The size of the domains found in this study correlates well with recent work on clustering in E. coli membranes. Lenn et al. (37) observed the dynamics of membrane patches by tracking individual immobile clusters (each containing 76 cytochrome bd-I molecules) labeled by GFP. They found a mean patch diameter of 160 nm in the E. coli inner membrane and that the patch diameter was independent of the number of cytochrome bd-I complexes. Even more recently, superresolution microscopy measurement revealed a continuous spectrum of Tsr cluster sizes ranging from 50 to 1750 nm (5).

After disruption of the MreB cytoskeleton, and the subsequent rounding of cells, the mobile fraction of Tsr molecules increased approximately fourfold and the previous polar cluster was found to fragment into smaller clusters throughout the membrane. This implies that the curvature of the membrane in the polar region is favorable to the Tsr heterotrimer complex and/or MreB has a direct interaction that helps stabilize the Tsr cluster.

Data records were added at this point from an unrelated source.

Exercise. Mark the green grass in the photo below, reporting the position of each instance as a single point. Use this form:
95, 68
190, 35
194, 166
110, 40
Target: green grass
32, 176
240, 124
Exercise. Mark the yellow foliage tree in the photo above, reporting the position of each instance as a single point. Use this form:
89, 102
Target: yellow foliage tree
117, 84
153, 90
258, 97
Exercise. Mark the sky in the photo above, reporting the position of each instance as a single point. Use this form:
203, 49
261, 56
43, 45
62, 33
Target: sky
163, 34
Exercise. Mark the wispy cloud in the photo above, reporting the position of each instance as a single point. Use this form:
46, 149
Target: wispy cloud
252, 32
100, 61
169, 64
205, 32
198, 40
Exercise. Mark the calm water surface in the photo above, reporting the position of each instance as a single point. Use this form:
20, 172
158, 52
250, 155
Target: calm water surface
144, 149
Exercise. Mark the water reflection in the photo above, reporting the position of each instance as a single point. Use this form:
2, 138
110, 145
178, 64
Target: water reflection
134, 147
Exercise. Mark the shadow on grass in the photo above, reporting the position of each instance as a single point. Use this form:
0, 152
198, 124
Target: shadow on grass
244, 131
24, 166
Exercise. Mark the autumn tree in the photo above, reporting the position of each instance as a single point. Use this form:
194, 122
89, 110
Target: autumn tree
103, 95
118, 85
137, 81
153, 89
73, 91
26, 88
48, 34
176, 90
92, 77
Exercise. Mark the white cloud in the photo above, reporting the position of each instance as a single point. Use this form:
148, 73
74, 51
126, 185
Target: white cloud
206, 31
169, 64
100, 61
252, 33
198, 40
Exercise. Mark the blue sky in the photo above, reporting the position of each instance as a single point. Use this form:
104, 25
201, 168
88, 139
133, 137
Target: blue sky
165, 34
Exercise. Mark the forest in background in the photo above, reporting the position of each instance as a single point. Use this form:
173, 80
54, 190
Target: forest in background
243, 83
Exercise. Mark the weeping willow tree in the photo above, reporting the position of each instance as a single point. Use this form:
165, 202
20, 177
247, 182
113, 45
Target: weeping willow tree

Our results are consistent with the recent model of Endres (26), which takes into account the intrinsic curvature of a trimer of dimers. Where individual molecules and even individual dimmers have are approximately cylindrical in shape, the basic signaling unit of the chemoreceptor is a splayed trimer-of-dimers. Here we expect the small fraction of Tsr molecules found free in the membrane is composed of individual Tsr molecules that have not bound into a trimer of dimers complex. Those found at the poles may have bound into a trimer-of-dimers complex and thus now strongly favors the polar region. The mobility of these molecules at high time resolution implies they are not trapped in the polar region because of direct binding into a larger cluster but are free to move in a restricted region that comprises the polar region. Disruption of the curvature fragments the cluster and disperses it, as there is no longer a preferred location in the now-spherical cell. Further, a larger fraction of freely diffusing Tsr molecules are also found, perhaps due to the lack of an energetically favorable region to aggregate.